Studientechniken der Europäischen Ethnologie

Wir alle kennen das: in jedem neuen Arbeitsfeld stoßen wir auf Abläufe und Vorgangsweisen, die - so scheint es - für alle Routine sind, nur für uns nicht. In derartigen Situationen sind kurze und knappe Informationen über Selbstverständlichkeiten gefragt, weniger ausführliche Abhandlungen zu Detailfragen. Die Studientechniken  handeln von solchen Selbstverständlichkeiten.

Als Autor*innen der vorliegenden Texte wollen wir erste Einblicke in den Wissenschaftsbetrieb der Europäischen Ethnologie sowie Orientierungshilfe geben. Alle Arbeitstechniken, die wir rund um Sammeln und Recherchieren, Lesen und Schreiben im Studium vorstellen, sind etabliert, sie routiniert zu beherrschen ist notwendiges Handwerkszeug. Gleichzeitig melden wir einen Vorbehalt an. Denn es sind keine allgemeingültigen Rezepte, die wir hier vermitteln. Jede und jeder von uns entwickelt oft sehr individuelle Formen des Lesens, Markierens, Notierens von wissenschaftlicher Literatur. Die einen bevorzugen eher analoges, die anderen digitales Schreiben. Anmerkungen und Ratschläge können sich im konkreten Gebrauch, in den jeweiligen Lehrveranstaltungen und nicht zuletzt unter dem Einfluss der Digitalisierung auf unterschiedlichsten Ebenen wissenschaftlichen Arbeitens relativieren.

Es mag paradox klingen, aber Offenheit und Flexibilität sind die Voraussetzung, Alltage von Individuen und Gruppen, deren Routinen und Selbstverständlichkeiten, deren Milieus, Zeiten und Räume - die zentralen Forschungsfragen der Europäischen Ethnologie - zu bearbeiten.  Dies betrifft die Arbeitstechniken, die wir im Folgenden beschreiben. Dies betrifft aber vor allem auch die Art und Weise, mit welchen empirischen Verfahren und Methoden wir hier vorgehen, welche theoretischen Konzepte und Befunde wir diskutieren; diese haben wir im Folgenden systematisch ausgeklammert. Sie sind Gegenstand des Studiums und so vielfältig und anspruchsvoll, dass wir diese hier nur allzu verkürzt darstellen könnten.

Auf den folgenden Seiten konzentrieren wir uns daher auf zentrale Studientechniken und wichtige Aspekte wissenschaftlichen Arbeitens, zugeschnitten auf das Fach Europäische Ethnologie. Mit unseren Texten wollen wir unnötigen Frustrationen und Verunsicherungen vorbeugen, Orientierung bieten und motivieren, neugierig ins Studium zu starten. Dazu könnt ihr die Texte, die in ihrer Anordnung zentrale Schritte wissenschaftlichen Arbeitens nachzeichnen, chronologisch lesen oder aber gezielt bestimmte Abschnitte nachschlagen.

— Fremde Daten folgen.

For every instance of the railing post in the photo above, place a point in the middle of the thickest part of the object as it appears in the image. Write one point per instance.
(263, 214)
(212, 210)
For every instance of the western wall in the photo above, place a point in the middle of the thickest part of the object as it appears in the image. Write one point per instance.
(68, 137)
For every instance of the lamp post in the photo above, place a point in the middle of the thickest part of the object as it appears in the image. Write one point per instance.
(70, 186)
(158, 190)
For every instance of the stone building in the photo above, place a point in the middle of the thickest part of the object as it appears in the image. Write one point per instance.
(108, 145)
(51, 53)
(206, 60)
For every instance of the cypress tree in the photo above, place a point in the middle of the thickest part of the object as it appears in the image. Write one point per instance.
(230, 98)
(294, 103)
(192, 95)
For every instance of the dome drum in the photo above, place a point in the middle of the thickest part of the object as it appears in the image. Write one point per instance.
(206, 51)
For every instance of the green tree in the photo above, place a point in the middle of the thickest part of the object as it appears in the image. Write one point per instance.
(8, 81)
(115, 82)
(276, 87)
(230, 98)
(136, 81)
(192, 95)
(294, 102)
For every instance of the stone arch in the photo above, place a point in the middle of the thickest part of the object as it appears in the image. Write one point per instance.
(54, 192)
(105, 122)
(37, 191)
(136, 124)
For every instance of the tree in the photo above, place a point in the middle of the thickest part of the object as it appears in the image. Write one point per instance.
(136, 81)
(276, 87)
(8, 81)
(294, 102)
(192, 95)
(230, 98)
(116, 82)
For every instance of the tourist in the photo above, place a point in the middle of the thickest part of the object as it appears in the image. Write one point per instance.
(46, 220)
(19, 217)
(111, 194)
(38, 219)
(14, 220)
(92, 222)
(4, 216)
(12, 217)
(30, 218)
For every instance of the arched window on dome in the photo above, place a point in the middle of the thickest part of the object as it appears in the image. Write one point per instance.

Das Redaktionsteam und die Autor*innen[1] dieser Broschüre setzen sich aus Mitarbeitenden des Instituts für Europäische Ethnologie der Universität Wien zusammen. Im Austausch mit Studierenden haben wir gemeinsam einige zentrale Informationen zusammengetragen, die wir selbst uns zu Beginn unseres Studiums gewünscht hätten. Bei Bedarf soll diese Textsammlung erweitert und aktualisiert werden. Das gilt gerade auch für die Hinweise zu weiterführender Literatur im Anschluss der einzelnen Kapitel und für die hilfreichen Links am Ende der Kapitel. Euer Feedback ist daher ausdrücklich erwünscht.

Wir wünschen euch einen guten Start in das Studium der Europäischen Ethnologie.

 


[1] Im Verlauf der Lektüren wird euch auffallen, dass wir in den einzelnen Kapiteln unterschiedliche Formen einer Gendergerechten Sprache einsetzen. So selbstverständlich der Gebrauch einer Gendersensiblen Sprache heute ist, so heterogen sind allerdings die bisherigen sprachlichen Lösungen. Die jeweiligen Varianten verstehen wir als Kompromisse, unter Vorbehalt.